Правѣе реалиста притаился за камнемъ чиновникъ въ форменной фуражкѣ министерства народнаго просвѣщенія, онъ былъ удивительно похожъ на замершаго въ стойкѣ пойнтера. Чуточку ниже чиновника, весь красный и потный, сидѣлъ разинувъ ротъ флотскій боцманъ. Рядомъ съ нимъ улыбался молоденькій матросъ. У его ногъ виднѣлась фуражка съ вылинявшимъ студенческимъ околышемъ. Еще правѣе, очень близко возлѣ студента, не шевелился съ биноклемъ въ рукахъ очень солидный господинъ. Дальше выглядывали: соломенная панама, полотняная англійская каскета…
Вдругъ, точно по знаку невидимаго капельмейстера, каждый изъ нихъ приподнялся и чуточку наклонился впередъ, — и всѣ на одно и то же разстояніе, будто земля подъ ними двинулась…
Я взглянулъ внизъ на море. Изъ воды вышла и стала на плоскомъ камнѣ смуглая, очень молоденькая дѣвушка. Мокрая сорочка спустилась съ одного ея плеча и открыла художественно очерченную грудь. Бѣлый холстъ облипъ вокругъ бедеръ, и вся фигура была похожа на работу геніальнаго скульптора.
Дѣвушка сдѣлала нѣсколько шажковъ впередъ и скрылась за большими камнями.
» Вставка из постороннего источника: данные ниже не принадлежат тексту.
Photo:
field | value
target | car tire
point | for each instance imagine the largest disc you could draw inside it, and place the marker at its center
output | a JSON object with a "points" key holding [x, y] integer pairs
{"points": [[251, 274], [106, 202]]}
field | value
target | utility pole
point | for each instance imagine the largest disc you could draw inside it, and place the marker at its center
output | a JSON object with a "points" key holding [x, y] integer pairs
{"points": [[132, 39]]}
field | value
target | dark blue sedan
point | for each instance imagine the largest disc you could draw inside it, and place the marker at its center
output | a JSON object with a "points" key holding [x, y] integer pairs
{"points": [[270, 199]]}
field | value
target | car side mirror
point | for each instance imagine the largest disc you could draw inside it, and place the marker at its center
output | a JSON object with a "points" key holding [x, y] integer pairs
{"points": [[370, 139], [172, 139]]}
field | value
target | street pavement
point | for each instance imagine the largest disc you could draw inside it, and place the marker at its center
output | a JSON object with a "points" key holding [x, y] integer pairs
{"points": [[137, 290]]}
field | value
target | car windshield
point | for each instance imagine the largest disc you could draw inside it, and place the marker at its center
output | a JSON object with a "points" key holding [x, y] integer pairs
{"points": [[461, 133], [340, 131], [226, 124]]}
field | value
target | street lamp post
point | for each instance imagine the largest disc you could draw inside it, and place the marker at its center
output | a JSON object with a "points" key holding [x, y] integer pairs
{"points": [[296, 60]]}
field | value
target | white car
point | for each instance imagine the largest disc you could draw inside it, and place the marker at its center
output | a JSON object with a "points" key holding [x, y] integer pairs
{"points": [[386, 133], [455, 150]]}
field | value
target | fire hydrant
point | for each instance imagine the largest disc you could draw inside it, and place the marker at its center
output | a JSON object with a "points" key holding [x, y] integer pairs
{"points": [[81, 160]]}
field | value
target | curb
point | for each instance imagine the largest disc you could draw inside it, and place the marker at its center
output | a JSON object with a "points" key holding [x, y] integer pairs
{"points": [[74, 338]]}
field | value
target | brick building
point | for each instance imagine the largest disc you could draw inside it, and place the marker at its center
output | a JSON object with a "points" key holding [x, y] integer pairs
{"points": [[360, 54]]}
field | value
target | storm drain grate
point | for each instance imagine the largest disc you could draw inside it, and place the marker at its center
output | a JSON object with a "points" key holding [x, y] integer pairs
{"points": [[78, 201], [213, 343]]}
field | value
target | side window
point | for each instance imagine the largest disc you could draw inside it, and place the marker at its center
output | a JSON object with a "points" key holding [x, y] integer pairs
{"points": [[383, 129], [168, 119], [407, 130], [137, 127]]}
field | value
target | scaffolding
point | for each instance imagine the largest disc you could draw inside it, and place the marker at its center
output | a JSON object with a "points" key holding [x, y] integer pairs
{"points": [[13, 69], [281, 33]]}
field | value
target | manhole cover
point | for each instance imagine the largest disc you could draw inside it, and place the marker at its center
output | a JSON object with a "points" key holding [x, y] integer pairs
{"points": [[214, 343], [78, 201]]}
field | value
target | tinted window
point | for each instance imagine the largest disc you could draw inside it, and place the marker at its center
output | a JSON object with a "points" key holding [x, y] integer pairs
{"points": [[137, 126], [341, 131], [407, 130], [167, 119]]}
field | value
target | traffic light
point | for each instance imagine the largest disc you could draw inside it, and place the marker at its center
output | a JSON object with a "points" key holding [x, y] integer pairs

И всѣхъ ее наблюдавшихъ качнуло назадъ, ровно на одно и то же разстояніе, и они опять стали упорно глядѣть внизъ. Всѣхъ ихъ выровняла красота, недоступная и сильная, какъ истина. Чиновникъ не думалъ упрекать въ безнравственности реалиста. Боцманъ тоже видимо не собирался «подтянуть» чуть не прикасавшагося къ нему плечомъ матроса. Студентъ и солидный господинъ казались друзьями. Были тамъ и другіе представители общества…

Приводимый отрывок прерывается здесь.